What is a Pendulum in Physics?

Example 1: Find the frequency and the angular frequency of a 2m long pendulum with a mass of 143g.

1) Frequency = {eq}1/2 \pi \sqrt(g/L) {/eq}

g = {eq}9.81 ms^{-2} {/eq}

L = {eq}2m {/eq}

Frequency = {eq}1/2 \pi \sqrt(9.81/2) {/eq}

{eq}= 3.4788 {/eq}

2) To find angular frequency just remove the {eq}1/2 \pi {/eq} from the computation above to have {eq}\sqrt(9.81/2) = 2.214 {/eq}

Example 2: Using the same pendulum as above find the period of the pendulum. What if the pendulum was 4m long instead? Does adding length make the pendulum faster or slower? Why?

1) T = {eq}2\pi \sqrt(L/g) {/eq}

T = {eq}2 \pi \sqrt(2/9.81) {/eq}

T = 2.837s

2) If the pendulum is 4m instead:

T = {eq}2 \pi \sqrt(4/9.81) {/eq}

T = 4.012s

The shorter pendulum completes its whole cycle in just under 3 seconds compared to a pendulum that is twice as long and takes 4 seconds. This is because a longer pendulum makes a bigger circle than a smaller one so it takes the mass longer to complete one cycle.

Example 3: Find the force the pendulum from Example 1 feels when it makes a {eq}20^{\circ} {/eq} angle with the y-axis.

1) F = {eq}-mgsin( \theta) {/eq}

It is important to have the sign here because forces are vectors which means that there is a magnitude and a direction to a force.

F = {eq}-(143*9.81)sin(.349) {/eq}

= -479.7N

When the mass is is at {eq}20^{\circ} {/eq} the pendulum feels a force of 480N in the -x direction.

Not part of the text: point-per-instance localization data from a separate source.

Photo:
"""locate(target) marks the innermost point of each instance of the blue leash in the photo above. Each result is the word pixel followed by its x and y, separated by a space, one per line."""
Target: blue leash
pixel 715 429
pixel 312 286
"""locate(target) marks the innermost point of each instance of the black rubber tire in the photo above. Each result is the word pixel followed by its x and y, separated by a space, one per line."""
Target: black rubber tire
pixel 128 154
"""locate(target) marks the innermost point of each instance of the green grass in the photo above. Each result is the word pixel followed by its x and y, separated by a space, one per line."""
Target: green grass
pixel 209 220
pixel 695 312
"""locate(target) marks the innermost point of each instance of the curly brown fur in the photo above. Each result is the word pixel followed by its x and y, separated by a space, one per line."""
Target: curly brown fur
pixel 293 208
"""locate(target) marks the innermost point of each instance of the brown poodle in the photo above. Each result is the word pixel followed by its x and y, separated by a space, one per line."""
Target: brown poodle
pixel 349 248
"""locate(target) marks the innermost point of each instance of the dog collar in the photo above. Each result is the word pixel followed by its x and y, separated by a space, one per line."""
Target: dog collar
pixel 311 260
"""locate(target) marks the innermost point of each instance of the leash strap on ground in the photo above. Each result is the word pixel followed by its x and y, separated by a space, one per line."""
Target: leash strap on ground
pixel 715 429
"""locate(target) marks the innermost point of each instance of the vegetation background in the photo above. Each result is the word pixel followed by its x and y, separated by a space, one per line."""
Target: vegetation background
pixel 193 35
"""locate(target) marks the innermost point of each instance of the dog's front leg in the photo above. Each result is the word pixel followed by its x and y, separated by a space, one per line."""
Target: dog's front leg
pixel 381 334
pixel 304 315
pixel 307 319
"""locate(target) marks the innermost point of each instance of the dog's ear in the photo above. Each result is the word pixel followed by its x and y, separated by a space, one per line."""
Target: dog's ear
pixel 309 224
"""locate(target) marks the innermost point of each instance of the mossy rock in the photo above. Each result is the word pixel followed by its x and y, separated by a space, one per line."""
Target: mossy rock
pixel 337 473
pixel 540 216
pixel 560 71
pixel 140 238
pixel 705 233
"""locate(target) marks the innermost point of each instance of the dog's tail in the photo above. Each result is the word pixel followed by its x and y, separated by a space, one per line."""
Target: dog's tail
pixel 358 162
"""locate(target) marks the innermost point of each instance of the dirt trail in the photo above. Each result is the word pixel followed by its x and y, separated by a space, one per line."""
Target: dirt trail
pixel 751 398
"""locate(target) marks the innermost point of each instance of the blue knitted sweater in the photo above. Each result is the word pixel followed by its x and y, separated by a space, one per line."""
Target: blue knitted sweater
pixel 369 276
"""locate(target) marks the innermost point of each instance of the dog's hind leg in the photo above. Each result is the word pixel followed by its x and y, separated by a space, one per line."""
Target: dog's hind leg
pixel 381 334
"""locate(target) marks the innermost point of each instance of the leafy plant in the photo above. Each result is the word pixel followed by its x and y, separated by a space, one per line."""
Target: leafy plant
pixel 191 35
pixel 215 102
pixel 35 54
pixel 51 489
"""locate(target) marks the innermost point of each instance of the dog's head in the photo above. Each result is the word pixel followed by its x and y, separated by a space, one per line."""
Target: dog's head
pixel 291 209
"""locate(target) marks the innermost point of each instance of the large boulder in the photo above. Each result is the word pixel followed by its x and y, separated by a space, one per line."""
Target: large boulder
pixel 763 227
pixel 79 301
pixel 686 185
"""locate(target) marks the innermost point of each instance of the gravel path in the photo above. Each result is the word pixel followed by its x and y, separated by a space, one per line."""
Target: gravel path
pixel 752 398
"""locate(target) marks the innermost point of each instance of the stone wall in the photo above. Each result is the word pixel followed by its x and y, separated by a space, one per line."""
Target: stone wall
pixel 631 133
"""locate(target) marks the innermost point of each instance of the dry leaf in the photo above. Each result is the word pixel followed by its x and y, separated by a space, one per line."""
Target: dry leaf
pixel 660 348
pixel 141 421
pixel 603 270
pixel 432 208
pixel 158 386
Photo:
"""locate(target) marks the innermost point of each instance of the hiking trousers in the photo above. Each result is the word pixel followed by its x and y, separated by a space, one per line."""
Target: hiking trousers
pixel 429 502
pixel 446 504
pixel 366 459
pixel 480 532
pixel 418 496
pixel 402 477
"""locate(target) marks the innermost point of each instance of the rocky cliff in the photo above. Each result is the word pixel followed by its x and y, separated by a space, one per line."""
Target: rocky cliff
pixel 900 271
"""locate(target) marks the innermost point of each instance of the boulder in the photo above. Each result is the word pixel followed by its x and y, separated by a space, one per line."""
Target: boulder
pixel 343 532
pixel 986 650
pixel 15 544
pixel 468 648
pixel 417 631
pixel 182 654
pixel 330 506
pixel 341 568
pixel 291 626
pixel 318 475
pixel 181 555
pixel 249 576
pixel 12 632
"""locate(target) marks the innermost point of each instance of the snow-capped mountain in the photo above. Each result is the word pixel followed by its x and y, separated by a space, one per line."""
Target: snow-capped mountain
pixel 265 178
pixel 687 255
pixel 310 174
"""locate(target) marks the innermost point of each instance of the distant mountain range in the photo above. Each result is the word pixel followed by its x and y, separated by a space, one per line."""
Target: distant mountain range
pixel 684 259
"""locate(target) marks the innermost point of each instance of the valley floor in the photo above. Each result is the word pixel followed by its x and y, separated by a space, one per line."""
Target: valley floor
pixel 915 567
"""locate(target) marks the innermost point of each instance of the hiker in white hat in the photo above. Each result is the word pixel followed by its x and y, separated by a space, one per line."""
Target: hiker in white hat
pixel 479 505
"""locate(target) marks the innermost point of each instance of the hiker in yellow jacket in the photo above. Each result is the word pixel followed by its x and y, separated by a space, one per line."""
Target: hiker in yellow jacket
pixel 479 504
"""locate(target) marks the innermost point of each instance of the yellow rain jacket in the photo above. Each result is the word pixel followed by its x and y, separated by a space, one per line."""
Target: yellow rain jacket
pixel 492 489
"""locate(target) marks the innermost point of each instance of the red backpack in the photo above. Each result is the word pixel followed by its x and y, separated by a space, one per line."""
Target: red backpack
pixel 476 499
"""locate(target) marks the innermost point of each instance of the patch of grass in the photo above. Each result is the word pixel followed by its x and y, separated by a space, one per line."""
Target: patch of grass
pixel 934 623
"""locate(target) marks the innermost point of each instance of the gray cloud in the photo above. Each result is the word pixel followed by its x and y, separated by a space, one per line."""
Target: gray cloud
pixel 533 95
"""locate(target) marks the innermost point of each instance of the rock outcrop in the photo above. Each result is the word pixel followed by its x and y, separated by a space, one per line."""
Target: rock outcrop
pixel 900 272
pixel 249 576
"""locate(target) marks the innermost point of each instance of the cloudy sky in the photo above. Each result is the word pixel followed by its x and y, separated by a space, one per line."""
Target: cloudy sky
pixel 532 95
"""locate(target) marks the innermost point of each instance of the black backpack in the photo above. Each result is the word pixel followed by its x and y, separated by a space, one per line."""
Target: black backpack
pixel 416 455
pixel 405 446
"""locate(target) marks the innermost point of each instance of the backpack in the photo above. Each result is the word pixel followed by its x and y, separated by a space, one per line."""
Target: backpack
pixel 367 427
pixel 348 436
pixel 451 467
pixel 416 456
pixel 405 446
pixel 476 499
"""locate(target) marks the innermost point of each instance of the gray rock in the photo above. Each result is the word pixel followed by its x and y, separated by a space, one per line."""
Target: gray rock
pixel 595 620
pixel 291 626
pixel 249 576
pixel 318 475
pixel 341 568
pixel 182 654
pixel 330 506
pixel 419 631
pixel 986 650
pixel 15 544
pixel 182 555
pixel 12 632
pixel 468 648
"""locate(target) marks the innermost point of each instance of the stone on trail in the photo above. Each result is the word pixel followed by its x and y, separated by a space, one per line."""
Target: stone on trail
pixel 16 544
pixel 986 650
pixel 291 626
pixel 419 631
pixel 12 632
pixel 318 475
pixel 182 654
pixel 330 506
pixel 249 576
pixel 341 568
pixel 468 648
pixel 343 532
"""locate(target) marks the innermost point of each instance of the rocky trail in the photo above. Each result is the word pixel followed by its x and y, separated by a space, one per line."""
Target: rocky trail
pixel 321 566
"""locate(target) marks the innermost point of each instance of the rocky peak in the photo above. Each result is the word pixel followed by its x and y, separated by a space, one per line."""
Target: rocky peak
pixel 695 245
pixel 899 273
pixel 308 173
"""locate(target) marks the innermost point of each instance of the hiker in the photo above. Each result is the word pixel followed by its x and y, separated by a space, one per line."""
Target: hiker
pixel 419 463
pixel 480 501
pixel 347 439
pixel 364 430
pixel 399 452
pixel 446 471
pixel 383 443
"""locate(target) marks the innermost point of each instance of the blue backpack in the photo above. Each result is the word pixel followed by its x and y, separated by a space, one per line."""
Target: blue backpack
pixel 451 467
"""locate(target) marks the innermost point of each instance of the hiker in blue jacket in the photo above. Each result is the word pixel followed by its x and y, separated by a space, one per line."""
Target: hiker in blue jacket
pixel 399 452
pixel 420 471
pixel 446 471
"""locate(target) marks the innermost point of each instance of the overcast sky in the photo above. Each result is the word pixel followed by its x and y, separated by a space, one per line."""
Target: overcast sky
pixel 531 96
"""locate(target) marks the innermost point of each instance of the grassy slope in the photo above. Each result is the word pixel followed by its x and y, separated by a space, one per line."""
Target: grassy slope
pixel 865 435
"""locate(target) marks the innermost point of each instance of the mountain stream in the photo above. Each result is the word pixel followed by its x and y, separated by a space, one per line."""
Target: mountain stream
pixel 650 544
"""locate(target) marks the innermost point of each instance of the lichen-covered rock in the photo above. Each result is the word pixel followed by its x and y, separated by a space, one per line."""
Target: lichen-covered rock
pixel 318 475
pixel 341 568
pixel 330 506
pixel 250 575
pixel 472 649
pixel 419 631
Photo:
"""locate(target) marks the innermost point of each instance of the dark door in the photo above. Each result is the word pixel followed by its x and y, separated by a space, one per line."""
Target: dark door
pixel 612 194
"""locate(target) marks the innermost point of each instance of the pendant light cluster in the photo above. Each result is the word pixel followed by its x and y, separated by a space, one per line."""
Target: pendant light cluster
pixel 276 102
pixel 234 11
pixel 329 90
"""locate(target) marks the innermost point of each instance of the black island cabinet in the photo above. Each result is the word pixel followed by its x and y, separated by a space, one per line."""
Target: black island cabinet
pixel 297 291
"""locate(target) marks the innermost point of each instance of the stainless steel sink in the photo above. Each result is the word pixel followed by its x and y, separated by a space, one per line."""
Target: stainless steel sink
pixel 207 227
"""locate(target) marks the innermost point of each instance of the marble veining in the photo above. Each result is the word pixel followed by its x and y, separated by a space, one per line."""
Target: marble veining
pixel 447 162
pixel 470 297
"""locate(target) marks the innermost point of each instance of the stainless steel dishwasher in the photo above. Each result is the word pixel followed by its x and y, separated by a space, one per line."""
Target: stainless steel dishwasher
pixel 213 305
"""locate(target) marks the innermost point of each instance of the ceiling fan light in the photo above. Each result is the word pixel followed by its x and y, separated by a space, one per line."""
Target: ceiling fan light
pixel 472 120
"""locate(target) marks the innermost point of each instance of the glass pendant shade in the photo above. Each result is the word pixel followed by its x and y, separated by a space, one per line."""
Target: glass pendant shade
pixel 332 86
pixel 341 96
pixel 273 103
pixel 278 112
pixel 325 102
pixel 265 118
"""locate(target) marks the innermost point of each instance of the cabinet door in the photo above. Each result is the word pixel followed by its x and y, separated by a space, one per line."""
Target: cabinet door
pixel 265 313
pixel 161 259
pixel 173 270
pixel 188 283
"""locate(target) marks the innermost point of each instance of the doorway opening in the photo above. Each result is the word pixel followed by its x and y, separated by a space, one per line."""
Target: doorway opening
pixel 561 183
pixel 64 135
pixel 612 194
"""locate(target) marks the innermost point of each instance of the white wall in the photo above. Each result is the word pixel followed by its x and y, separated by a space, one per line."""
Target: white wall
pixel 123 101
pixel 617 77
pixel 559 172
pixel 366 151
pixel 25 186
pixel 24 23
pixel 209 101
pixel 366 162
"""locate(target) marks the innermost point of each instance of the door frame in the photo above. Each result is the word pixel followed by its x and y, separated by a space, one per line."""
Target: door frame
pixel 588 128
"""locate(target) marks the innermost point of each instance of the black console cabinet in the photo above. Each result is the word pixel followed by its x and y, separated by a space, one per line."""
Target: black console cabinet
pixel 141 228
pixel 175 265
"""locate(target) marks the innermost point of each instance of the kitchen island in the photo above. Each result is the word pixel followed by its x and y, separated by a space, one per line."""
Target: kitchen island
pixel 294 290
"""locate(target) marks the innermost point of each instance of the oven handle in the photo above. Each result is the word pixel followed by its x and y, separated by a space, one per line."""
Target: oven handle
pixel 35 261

N stands for Newtons, and it is a measurement of force. This calculation could just as easily have been done for the force the pendulum feels in the y direction using {eq}cos(\theta) {/eq} instead.

Lesson Summary

A pendulum is a free-swinging mass that is anchored at one end and is subject to simple harmonic motion (SHM). Simple harmonic motion is an oscillatory motion because it moves in a predictable way around an equilibrium point, a position where the system is balanced. If the equilibrium is stable the system will tend to stay at equilibrium, but a pendulum has an unstable equilibrium, and it is this instability that leads to its SHM. Graphically, simple harmonic motion is sinusoidal, and a driven pendulum will have a constant amplitude or distance from the x-axis while a non-driven pendulum will have an amplitude that decreases until it is zero.

All motion can be described using mechanics, and the easiest way to study a pendulum is with Newtonian mechanics which relates the force an object feels to its mass and acceleration. Forces are vectors which means that they have a magnitude and a direction, so it is important to pay attention to axis orientation when calculating Newtonian forces. In the force equation for a pendulum, {eq}-mgsin(\theta) {/eq}, {eq}\theta {/eq} can be replaced by {eq}\omega {/eq} which represents angular frequency. Whether looking at tangential or angular frequency, frequency implies how often a sinusoidal cycle repeats in a given amount of time. The reciprocal of frequency is period, and a period is a measurement of how long it takes a system to make a single revolution.